A história dos altos e baixos da reforma russa ao longo das últimas duas décadas não tem a ver apenas com liderança e idéias políticas, por mais importantes que tenham sido. Foi resultado também do impacto do preço mundial da energia numa economia que o socialismo stalinista tinha feito desesperadamente ineficiente.

A reforma econômica teve início com Gorbachev, na velha URSS, logo depois do colapso no preço do petróleo em 1985. A reforma prosseguiu durante a era Yeltsin e o primeiro mandato de Putin. A reforma morreu com a disparada do preço do petróleo, que implicou em mudanças na receita de exportações, na conta corrente, nas reservas em moeda estrangeira e na posição fiscal. O boom econômico resultante facilitou tudo para Putin. Entre 2002 e 2005, o Produto Interno Bruto (PIB) cresceu extraordinários 22%. Mas, como nota a Organização para Cooperação e Desenvolvimento Econômico (OCDE) em seu mais recente avaliação econômica sobre a Rússia, o "command GDP" - que inclui os benefícios adicionais do enorme recente aumento nos termos de troca russos (os preços relativos de exportações sobre importações) -, cresceu 38%.

A Rússia hoje e um petro-Estado politicamente centralizado e corrupto. Enquanto isso persistir, a reforma continuará paralisada e o sistema político permanecerá centralizado e opressivo. Essa é a lição não apenas da experiência Rússia, mas mundial.
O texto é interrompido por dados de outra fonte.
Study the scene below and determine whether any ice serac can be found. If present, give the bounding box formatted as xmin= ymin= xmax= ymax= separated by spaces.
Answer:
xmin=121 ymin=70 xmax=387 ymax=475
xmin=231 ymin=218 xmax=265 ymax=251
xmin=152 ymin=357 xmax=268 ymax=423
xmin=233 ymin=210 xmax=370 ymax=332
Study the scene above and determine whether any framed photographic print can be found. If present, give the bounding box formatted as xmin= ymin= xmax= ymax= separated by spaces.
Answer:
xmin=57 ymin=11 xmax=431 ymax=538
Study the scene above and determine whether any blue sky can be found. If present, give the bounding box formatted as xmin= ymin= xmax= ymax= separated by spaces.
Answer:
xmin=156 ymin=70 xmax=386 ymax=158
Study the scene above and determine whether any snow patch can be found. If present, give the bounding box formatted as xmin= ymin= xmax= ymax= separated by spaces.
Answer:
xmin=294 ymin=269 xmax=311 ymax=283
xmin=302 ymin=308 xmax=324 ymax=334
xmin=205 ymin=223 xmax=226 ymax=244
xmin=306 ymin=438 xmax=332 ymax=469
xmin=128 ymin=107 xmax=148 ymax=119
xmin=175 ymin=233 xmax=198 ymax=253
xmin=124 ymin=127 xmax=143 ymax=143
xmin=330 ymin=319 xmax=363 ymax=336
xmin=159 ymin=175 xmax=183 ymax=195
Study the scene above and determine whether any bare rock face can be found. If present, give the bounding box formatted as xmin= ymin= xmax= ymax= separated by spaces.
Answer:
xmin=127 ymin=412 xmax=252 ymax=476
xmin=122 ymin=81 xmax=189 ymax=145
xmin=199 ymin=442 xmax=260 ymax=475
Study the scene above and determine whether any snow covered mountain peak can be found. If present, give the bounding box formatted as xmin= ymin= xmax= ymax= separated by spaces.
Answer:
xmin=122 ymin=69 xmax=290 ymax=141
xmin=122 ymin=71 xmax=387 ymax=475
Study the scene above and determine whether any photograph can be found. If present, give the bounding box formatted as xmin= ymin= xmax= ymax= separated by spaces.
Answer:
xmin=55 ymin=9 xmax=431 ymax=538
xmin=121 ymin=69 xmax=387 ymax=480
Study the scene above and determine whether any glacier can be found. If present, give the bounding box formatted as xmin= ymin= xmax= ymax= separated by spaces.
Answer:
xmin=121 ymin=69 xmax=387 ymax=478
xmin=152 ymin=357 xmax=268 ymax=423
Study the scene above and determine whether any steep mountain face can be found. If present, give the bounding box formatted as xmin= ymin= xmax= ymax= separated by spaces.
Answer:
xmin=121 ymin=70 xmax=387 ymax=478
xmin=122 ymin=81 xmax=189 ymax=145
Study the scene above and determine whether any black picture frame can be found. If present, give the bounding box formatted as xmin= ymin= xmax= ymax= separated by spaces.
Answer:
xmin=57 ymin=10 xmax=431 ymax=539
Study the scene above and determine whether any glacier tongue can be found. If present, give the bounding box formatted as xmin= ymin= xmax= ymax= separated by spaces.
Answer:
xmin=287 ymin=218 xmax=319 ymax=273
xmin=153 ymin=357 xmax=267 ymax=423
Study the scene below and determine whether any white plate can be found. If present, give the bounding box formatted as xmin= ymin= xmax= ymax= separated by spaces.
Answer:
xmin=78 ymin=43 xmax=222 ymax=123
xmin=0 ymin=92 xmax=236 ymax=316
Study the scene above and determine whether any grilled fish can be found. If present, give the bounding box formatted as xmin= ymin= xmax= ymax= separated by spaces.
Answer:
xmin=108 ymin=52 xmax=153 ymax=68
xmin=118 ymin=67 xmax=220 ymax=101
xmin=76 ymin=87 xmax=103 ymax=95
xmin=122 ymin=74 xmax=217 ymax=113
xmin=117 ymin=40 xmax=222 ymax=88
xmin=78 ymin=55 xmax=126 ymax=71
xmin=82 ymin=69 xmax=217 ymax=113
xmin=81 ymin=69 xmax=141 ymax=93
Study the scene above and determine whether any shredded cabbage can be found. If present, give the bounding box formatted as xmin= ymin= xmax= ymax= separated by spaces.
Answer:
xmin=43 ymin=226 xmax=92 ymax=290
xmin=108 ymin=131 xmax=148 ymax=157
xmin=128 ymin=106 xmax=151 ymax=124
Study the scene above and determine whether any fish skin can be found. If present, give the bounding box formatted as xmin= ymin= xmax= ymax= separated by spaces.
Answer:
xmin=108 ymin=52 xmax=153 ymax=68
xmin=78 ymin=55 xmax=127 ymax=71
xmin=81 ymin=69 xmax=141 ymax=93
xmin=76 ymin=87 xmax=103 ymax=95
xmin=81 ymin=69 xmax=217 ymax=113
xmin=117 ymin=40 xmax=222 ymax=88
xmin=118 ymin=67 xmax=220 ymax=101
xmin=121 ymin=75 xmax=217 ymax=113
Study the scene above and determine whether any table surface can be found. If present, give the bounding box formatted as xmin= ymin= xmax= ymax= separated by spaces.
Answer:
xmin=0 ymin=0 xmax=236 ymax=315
O preço do petróleo subiu cedo demais durante o processo da reforma, com infelizes conseqüências de longo prazo. O colapso nos preços do petróleo na década de 1980 tornou as reformas necessárias, mas seu atual aumento torna o regime de Putin estável. Quando (ou se) os preços caírem novamente, um novo líder poderá ousar concluir a tarefa de Yeltsin, de transformar a Rússia numa democracia liberal moderna. Precisamos ter esperanças nessa evolução, acima de tudo pelo próprio povo russo. Então, por fim, poderemos também dizer com convicção que sob Yeltsin nasceu uma nova Rússia democrática.